Avec ses revenus réduits et sa cote de crédit en baisse, le gouvernement a eu du mal à refinancer sa dette extérieure.

Grâce à la crise économique, Gotabaya Rajapaksa « est passé de héros à zéro en très peu de temps », a déclaré Murtaza Jafferjee, président du groupe de réflexion Advocata. « Il ne comprend pas trop l’économie, alors il a laissé le soin à son équipe d’économie de prendre des décisions désastreuses. »

La roupie sri-lankaise a chuté de plus de 37% par rapport au dollar cette année et les prix des denrées alimentaires en mars ont bondi de 30% sur un an. Pour soutenir la roupie, le nouveau gouverneur de la banque centrale du Sri Lanka, P Nandalal Weerasinghe, a relevé vendredi les taux de dépôt et de prêt de 7 points de pourcentage.

Environ 3,5 milliards de dollars des prêts en cours du Sri Lanka, soit environ 10 % du total, sont destinés à la Chine.

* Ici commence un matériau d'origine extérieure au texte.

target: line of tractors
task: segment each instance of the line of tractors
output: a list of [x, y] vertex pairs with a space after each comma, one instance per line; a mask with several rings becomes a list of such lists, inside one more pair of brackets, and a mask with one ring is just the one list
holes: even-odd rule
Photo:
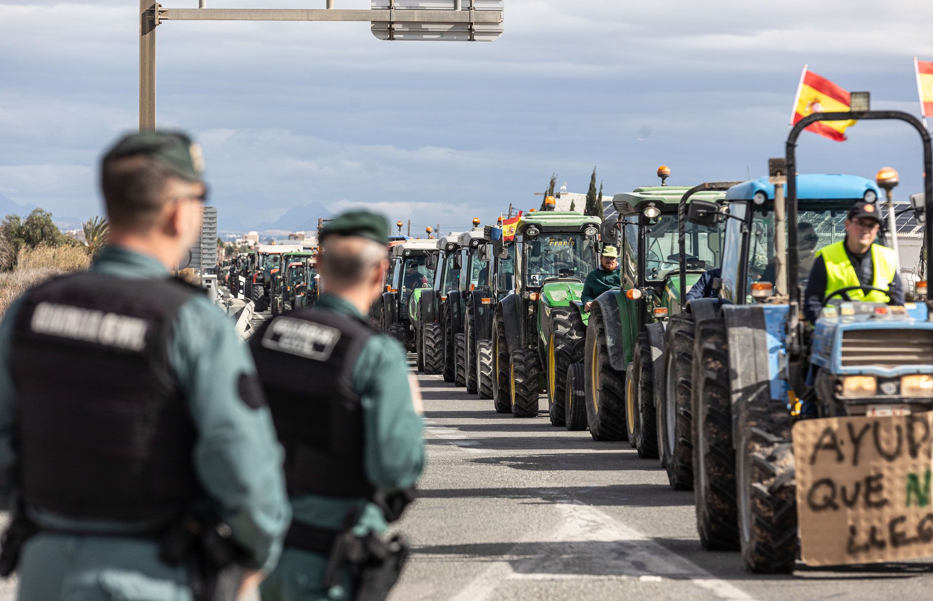
[[[856, 302], [874, 288], [854, 287], [830, 291], [815, 324], [801, 317], [815, 253], [842, 240], [856, 201], [884, 206], [875, 181], [797, 175], [803, 128], [850, 119], [898, 119], [920, 133], [925, 194], [911, 209], [923, 219], [933, 203], [923, 125], [896, 111], [818, 113], [793, 128], [768, 177], [662, 179], [616, 194], [618, 216], [604, 223], [529, 212], [513, 236], [474, 219], [468, 231], [396, 243], [371, 318], [420, 371], [491, 398], [496, 412], [536, 417], [544, 393], [554, 426], [659, 459], [674, 489], [693, 489], [703, 548], [741, 550], [755, 572], [789, 571], [801, 404], [815, 405], [816, 419], [933, 408], [925, 282], [905, 307]], [[584, 282], [606, 245], [618, 248], [621, 285], [586, 311]], [[713, 269], [711, 292], [687, 301]]]
[[301, 245], [260, 245], [237, 255], [225, 276], [233, 296], [252, 300], [258, 312], [277, 315], [317, 300], [316, 252]]

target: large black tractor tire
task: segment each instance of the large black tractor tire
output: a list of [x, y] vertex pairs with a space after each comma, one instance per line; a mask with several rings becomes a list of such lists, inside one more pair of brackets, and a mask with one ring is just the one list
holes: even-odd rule
[[703, 549], [739, 548], [726, 325], [706, 319], [693, 345], [693, 496]]
[[790, 415], [769, 396], [739, 409], [740, 546], [750, 571], [786, 574], [793, 571], [797, 555], [797, 474]]
[[634, 374], [635, 398], [638, 399], [638, 439], [635, 449], [643, 459], [658, 456], [658, 408], [654, 405], [654, 359], [651, 358], [651, 342], [647, 332], [635, 339], [635, 355], [632, 361]]
[[466, 362], [464, 363], [464, 370], [466, 371], [466, 392], [475, 395], [480, 390], [479, 383], [479, 370], [476, 364], [476, 326], [474, 325], [472, 312], [467, 309], [466, 321], [464, 324], [466, 328], [466, 348], [464, 353], [466, 357]]
[[477, 345], [477, 374], [480, 398], [493, 398], [493, 341], [481, 340]]
[[423, 344], [424, 341], [424, 331], [425, 328], [421, 326], [415, 326], [414, 330], [414, 364], [415, 368], [425, 373], [425, 347]]
[[255, 305], [255, 311], [262, 313], [266, 310], [266, 295], [265, 290], [262, 289], [261, 286], [253, 285], [253, 287], [249, 291], [250, 300]]
[[664, 343], [664, 390], [658, 397], [658, 446], [674, 490], [693, 488], [693, 440], [690, 378], [693, 377], [693, 315], [680, 314], [667, 322]]
[[567, 370], [583, 358], [582, 347], [586, 327], [579, 312], [557, 308], [550, 314], [550, 336], [548, 339], [548, 415], [551, 426], [564, 426], [566, 419]]
[[453, 384], [466, 385], [466, 334], [453, 337]]
[[584, 353], [587, 426], [593, 440], [626, 440], [624, 375], [612, 369], [602, 315], [593, 312]]
[[571, 431], [586, 429], [585, 373], [582, 363], [574, 363], [567, 370], [566, 420], [564, 425]]
[[493, 321], [493, 404], [499, 413], [512, 412], [511, 385], [508, 384], [508, 342], [506, 319], [501, 311]]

L’Inde est intervenue pour fournir une ligne de crédit de 1 milliard de dollars en mars, mais les analystes ont déclaré qu’un programme du FMI était essentiel pour débloquer davantage d’aide.

Gotabaya Rajapaksa semble déterminé à rester en poste. « Le président ne démissionnera sous aucun prétexte, nous ne serons pas intimidés par les protestations », a déclaré le whip du gouvernement Johnston Fernando au Parlement.

Mais il y a eu des signes de dissidence au sein de la maison de Rajapaksa.

« Je ne tolérerai jamais le blocage des réseaux sociaux », a tweeté Namal Rajapaksa le 3 avril, utilisant un réseau privé virtuel pour contourner le blocage des réseaux sociaux par le gouvernement un jour avant sa démission de son poste de ministre d’Etat au numérique. « J’exhorte les autorités à réfléchir plus progressivement et à reconsidérer cette décision », a-t-il déclaré.